The Italian overcame his nerves and American Mackenzie McDonald 7-5, 4-6, 7-5 on Sunday to win the Citi Open and became the youngest ATP 500 champion since the category was created in 2009. No other teen has lifted a trophy at the level.
Given the pressure of the moment and McDonald’s grittiness — the home favourite saved 10 set points in the first set and 16 break points in the match — many teens would have struggled to battle through. But Sinner showed little frustration and defied his nerves to remain focused and become the third-youngest champion in tournament history behind Andy Roddick (2001) and Juan Martin del Potro (2008).
"I think there is still much work to do, to be honest. A lot of experience to put in, working hard as we are doing now, and trying to play important matches and important moments of a match," Sinner said. "Today I think I had a lot of them. I can learn many things [from] today."
Sinner claimed the biggest title of his career with the loss of just one set in five matches. The fifth seed lost an opportunity to serve for the championship at 5-3 in the third set. But after two hours and 53 minutes, he completed his impressive run at a tournament that has been won by the likes of all-time greats Andre Agassi, Ivan Lendl and Jimmy Connors.
"When you see somebody is the youngest or whatever, I don't put much weight on that. There are a lot of players who have done much, much better than me," Sinner said. "It's not about who is the youngest or whatever. I just want to improve, work hard."
It was anything but easy against McDonald. Sinner showed that not only does he have plenty of weaponry in his physical game, but incredible mental fortitude to fend off disappointment and find a way to win.
In the first set, it seemed Sinner’s firepower would be too much for his opponent to handle. The threat of the Italian’s raw power forced McDonald to make atypical baseline mistakes, and that proved the difference early on. It felt like the American was clawing to avoid letting the match slip away.
But even though he won the opening set, Sinner lost his serve twice in the frame, which was surprising given he had only dropped three service games in his first four matches.
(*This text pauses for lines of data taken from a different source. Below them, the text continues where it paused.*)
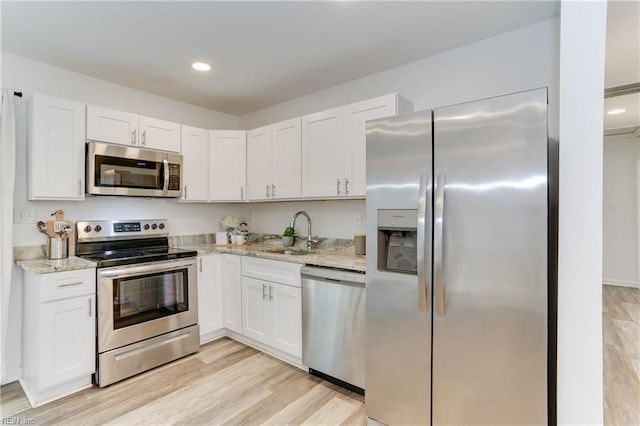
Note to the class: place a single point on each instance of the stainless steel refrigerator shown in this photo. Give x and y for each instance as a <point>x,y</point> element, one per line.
<point>460,305</point>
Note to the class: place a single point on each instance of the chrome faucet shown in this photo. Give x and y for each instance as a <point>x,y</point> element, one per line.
<point>311,241</point>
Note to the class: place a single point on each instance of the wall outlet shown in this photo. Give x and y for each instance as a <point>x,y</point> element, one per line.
<point>24,215</point>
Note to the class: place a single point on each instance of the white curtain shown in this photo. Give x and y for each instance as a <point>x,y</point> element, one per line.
<point>8,165</point>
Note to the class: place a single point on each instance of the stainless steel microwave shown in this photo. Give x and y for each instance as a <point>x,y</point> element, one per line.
<point>122,170</point>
McDonald attacked the teen's kick second serve to try to get on top of rallies, and that paid dividends in the second set.
The American cut down on his errors by dropping further behind the baseline and saved the two break points he faced in the second set. Using the home crowd, McDonald broke and held onto his serve to force a decider in his first ATP Tour final.
That is where the class of Sinner, the 2019 Next Gen ATP Finals champion, showed. This year's Sofia titlist, who rarely displays emotions on court, let out a massive roar after forcing a volley error from the World No. 107 to break in his first return game of the third set. He sprinted to a 3-0 lead and held two championship points on McDonald's serve at 5-2.
But like the rest of the match, it was not simple to finish the job. McDonald played aggressive tennis to save those two championship points and broke Sinner when the teen served for the match. It was that same fight that helped McDonald get through long hours of physical therapy and rehabilitation following right hamstring surgery in June 2019.
Sinner did not panic, though. He earned his fifth service break when the American missed a backhand into the net, and the Italian held his arms in the air as a show of both relief and celebration.
"I think it's tough mentally, because I had a lot of chances. I couldn't use [them], because first he was playing better in the crucial moments," Sinner said. "But I tried to work for one more chance and tried to break him like this."
McDonald was trying to become the first American champion at the Citi Open since Roddick in 2007, and the third-lowest-ranked champion in tournament history.
Did You Know?
This was the 146th ATP 500 event since the category was created. Before Sinner triumphed on Sunday, the youngest titlist at this level was 20-year-old Alexander Zverev, who lifted the Citi Open trophy in 2017.